# What to do about service suspension from KC to STL?



## AngdB (Jun 11, 2019)

We are planning to take the train from Kansas City to St Louis next Monday and are getting concerned since that service is temporarily suspended due to ongoing flooding issues. I had a friend who had confirmation a couple months ago for their train ride to STL and showed up to board and instead had to take the bus provided by Amtrak. We'll be traveling with 4 small/young kids and 4 adults, 3 of which are VERY TALL. We are very hesitant to have to take the bus. We're trying to figure out if we need to cancel and make other arrangements. Thoughts?


----------



## chakk (Jun 11, 2019)

AngdB said:


> We are planning to take the train from Kansas City to St Louis next Monday and are getting concerned since that service is temporarily suspended due to ongoing flooding issues. I had a friend who had confirmation a couple months ago for their train ride to STL and showed up to board and instead had to take the bus provided by Amtrak. We'll be traveling with 4 small/young kids and 4 adults, 3 of which are VERY TALL. We are very hesitant to have to take the bus. We're trying to figure out if we need to cancel and make other arrangements. Thoughts?



no guarantee that the rail line will reopen by next monday. if you won't ride a bus, consider flying instead or renting autos for the journey


----------



## MikefromCrete (Jun 11, 2019)

The KC-StL cancellations have been going on for a month now. It's just a matter of luck when the service resumes. If you don't to ride a bus, take a plane or drive.


----------



## dogbert617 (Jun 19, 2019)

I remember hearing a report from Amrrak on their alerts page, that a few days ago that the 2 morning Missouri River Runner trains (in each direction, trains 311 and 314) had been restored.
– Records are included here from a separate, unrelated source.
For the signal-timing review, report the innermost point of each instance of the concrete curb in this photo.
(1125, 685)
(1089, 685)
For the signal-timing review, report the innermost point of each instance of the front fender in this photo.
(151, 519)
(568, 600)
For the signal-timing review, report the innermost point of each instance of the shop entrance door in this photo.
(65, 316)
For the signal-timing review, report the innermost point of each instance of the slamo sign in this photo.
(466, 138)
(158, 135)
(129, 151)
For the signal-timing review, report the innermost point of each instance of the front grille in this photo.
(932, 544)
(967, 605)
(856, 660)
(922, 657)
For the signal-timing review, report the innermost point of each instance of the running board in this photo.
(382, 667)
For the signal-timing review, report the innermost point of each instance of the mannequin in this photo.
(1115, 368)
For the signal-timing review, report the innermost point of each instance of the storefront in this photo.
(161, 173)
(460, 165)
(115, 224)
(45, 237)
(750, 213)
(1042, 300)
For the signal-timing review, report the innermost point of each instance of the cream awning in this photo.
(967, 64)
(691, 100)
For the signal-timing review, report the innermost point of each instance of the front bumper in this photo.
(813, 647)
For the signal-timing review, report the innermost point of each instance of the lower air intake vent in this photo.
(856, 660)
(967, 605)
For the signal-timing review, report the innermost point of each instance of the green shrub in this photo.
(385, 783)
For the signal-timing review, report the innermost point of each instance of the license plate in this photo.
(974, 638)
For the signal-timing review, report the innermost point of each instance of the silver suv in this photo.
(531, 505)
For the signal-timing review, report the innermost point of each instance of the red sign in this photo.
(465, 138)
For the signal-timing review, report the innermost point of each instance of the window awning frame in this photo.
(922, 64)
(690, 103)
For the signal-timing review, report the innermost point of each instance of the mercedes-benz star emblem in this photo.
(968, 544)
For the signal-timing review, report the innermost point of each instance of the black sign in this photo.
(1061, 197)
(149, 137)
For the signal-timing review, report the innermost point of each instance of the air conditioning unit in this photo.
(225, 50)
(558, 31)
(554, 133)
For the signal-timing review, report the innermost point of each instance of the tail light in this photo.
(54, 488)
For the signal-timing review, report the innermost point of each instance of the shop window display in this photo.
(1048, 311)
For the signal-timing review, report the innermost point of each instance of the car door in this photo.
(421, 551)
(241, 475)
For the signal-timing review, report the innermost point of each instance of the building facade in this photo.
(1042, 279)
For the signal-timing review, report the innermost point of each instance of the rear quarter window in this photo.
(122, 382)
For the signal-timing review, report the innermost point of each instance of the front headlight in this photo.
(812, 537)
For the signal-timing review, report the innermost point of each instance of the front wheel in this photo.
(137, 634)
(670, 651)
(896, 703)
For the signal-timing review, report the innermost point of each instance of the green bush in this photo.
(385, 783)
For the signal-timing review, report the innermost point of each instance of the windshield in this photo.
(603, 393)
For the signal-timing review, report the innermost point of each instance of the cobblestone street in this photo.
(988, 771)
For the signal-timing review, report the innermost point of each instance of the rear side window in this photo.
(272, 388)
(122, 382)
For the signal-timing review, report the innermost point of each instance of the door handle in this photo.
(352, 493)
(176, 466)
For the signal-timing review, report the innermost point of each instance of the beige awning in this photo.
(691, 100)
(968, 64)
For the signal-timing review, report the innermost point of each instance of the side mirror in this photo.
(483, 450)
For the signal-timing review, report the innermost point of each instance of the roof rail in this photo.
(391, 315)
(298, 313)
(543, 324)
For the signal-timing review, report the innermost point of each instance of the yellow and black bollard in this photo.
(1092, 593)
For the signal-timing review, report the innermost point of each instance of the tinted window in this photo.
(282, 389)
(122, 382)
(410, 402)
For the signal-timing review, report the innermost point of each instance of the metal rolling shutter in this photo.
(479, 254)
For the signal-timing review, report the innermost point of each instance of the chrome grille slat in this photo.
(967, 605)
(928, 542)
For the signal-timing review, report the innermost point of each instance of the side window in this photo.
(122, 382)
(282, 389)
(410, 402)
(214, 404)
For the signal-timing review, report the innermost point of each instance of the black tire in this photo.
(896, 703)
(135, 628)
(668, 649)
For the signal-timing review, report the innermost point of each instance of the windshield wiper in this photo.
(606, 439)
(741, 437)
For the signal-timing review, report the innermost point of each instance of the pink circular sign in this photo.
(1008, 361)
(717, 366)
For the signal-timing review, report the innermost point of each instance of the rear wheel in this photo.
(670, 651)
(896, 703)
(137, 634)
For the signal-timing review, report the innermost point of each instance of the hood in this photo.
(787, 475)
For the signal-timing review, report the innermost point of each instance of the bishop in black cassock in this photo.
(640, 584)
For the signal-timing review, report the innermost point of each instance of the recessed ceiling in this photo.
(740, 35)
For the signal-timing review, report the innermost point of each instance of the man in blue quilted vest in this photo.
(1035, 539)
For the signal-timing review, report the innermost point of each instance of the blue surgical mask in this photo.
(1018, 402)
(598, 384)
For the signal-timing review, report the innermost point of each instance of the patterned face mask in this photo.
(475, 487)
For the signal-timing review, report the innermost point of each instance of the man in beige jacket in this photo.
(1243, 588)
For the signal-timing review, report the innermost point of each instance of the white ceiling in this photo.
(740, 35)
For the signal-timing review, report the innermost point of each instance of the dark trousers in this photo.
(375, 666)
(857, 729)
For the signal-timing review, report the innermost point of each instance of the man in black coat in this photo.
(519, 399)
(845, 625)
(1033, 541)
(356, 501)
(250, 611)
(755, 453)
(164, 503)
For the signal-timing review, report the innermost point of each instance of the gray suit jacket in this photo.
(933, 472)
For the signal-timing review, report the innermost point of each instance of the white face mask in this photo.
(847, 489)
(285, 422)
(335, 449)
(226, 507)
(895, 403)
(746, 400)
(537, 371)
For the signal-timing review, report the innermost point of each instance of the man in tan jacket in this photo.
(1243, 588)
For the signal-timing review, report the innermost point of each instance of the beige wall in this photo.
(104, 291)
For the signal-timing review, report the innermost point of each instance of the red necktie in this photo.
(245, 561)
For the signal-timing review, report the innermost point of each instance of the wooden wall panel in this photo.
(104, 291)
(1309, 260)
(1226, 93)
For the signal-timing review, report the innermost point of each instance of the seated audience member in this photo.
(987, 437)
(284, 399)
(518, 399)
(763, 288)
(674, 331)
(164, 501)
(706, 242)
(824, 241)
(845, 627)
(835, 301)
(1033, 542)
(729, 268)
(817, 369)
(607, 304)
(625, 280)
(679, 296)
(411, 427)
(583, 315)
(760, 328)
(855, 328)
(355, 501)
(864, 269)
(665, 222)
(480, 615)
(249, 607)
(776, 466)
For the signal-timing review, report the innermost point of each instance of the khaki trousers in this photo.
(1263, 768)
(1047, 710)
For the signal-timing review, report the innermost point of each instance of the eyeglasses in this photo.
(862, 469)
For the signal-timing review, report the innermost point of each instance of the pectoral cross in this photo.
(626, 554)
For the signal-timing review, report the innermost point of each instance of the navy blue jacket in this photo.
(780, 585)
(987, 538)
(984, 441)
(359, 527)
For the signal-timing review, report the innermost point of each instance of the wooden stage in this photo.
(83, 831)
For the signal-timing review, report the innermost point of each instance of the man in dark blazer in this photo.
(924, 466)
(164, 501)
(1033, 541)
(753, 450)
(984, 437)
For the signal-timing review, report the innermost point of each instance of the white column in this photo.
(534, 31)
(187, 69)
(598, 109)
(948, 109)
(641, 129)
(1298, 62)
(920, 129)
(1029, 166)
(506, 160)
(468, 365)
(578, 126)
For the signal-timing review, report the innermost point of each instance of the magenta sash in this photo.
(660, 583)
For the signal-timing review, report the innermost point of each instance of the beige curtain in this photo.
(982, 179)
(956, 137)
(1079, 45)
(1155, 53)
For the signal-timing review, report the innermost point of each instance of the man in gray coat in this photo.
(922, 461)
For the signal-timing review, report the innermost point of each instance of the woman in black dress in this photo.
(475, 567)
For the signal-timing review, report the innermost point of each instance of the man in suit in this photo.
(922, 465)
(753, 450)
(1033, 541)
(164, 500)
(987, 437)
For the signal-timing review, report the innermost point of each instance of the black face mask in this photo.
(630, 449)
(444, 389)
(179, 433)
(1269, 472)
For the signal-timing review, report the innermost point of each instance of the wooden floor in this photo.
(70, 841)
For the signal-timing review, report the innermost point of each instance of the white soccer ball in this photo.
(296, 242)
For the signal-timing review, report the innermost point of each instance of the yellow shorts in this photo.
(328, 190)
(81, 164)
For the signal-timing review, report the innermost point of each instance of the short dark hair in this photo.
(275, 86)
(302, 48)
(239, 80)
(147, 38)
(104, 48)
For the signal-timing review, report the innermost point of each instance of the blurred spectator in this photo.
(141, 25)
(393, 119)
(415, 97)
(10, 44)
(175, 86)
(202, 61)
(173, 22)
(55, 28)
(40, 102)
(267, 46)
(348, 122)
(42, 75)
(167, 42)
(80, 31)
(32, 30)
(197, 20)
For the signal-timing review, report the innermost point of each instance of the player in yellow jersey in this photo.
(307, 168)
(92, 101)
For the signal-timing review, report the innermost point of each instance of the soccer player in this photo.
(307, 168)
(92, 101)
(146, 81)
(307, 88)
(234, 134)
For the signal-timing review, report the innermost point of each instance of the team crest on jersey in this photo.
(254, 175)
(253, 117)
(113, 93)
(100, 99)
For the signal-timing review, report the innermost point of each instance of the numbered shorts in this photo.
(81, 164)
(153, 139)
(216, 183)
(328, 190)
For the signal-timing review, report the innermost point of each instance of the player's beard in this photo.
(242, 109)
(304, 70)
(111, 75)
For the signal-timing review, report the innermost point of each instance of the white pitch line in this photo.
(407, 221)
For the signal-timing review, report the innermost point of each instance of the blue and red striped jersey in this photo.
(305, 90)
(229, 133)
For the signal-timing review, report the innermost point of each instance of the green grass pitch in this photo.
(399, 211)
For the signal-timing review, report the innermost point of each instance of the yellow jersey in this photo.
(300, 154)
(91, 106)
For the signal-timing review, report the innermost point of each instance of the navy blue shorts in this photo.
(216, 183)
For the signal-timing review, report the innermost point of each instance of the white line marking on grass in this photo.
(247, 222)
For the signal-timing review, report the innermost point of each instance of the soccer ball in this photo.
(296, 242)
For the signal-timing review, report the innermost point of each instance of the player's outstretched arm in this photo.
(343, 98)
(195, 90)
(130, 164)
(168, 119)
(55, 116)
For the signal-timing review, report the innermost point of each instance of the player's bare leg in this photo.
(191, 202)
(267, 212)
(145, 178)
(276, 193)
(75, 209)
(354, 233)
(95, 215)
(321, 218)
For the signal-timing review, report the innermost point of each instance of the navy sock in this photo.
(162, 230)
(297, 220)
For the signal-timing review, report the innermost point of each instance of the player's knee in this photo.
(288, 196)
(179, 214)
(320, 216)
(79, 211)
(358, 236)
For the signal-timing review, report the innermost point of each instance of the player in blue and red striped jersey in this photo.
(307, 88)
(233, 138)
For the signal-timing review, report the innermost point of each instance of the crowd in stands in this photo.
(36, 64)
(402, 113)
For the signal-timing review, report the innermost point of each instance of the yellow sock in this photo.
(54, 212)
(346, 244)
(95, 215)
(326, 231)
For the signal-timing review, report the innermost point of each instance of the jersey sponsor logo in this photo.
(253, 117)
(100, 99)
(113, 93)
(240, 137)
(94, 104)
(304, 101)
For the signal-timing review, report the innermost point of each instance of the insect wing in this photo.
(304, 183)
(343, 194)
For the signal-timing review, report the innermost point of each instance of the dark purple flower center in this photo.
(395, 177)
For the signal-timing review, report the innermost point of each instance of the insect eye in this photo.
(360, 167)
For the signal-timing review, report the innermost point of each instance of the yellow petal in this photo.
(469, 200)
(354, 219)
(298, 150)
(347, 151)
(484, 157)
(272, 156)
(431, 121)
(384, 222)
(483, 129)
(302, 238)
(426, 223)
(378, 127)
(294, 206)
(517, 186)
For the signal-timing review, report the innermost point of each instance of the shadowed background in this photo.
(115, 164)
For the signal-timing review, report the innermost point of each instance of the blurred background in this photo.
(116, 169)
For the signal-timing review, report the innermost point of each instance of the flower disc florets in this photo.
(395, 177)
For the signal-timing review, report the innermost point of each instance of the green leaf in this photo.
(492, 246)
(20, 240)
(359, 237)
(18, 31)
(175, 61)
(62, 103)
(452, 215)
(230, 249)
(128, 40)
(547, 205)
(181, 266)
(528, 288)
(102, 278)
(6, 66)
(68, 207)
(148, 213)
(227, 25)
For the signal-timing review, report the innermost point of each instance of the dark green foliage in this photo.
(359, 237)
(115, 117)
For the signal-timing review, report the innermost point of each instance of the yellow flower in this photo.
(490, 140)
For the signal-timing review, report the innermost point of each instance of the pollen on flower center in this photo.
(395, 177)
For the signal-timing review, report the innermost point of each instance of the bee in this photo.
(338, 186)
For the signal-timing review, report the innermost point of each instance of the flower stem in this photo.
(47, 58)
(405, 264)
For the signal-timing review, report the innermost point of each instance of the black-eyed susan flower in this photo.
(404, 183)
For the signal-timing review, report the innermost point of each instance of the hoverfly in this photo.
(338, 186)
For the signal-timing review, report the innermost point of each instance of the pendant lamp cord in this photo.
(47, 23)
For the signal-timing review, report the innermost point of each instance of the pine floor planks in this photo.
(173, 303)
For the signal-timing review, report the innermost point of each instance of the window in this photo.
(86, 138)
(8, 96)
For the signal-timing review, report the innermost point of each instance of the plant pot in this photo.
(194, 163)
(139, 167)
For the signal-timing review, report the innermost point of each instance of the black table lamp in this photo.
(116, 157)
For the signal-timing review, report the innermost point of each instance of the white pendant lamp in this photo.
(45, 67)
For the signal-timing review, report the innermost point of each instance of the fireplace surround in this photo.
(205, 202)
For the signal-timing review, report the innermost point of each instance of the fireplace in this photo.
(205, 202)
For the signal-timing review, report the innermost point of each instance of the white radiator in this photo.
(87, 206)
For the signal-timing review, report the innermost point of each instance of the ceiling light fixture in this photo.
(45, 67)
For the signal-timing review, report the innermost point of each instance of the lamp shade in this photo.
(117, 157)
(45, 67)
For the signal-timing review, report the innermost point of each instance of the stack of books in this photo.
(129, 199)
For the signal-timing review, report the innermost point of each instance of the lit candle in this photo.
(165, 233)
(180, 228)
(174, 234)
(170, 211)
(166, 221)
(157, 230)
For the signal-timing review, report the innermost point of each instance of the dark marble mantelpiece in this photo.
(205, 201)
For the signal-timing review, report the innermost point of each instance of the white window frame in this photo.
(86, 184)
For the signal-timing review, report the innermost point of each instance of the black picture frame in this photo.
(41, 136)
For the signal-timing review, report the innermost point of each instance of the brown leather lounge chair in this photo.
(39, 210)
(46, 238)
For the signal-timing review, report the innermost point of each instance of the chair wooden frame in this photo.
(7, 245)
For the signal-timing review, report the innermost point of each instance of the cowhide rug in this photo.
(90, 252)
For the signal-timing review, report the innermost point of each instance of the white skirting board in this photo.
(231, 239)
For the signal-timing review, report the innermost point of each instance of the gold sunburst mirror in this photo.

But as I recall, trains 313 and 316 (the 2 afternoon/evening trains) hadn't yet been restored. I would either check the Amtrak website(under the alerts part of the site) to see if those last 2 trains have been restored, or to call 800-USA-RAIL and bypass Julie to speak to an actual agent and ask this. Fingers crossed, and hopefully those last 2 trains have been restored by now!


----------



## dogbert617 (Jun 24, 2019)

I looked on the Facebook page, and sadly it seems like YET again, service(even for the 2 morning trains) got suspended for MO River Runner. Hopefully all train service is restored, eventually.


----------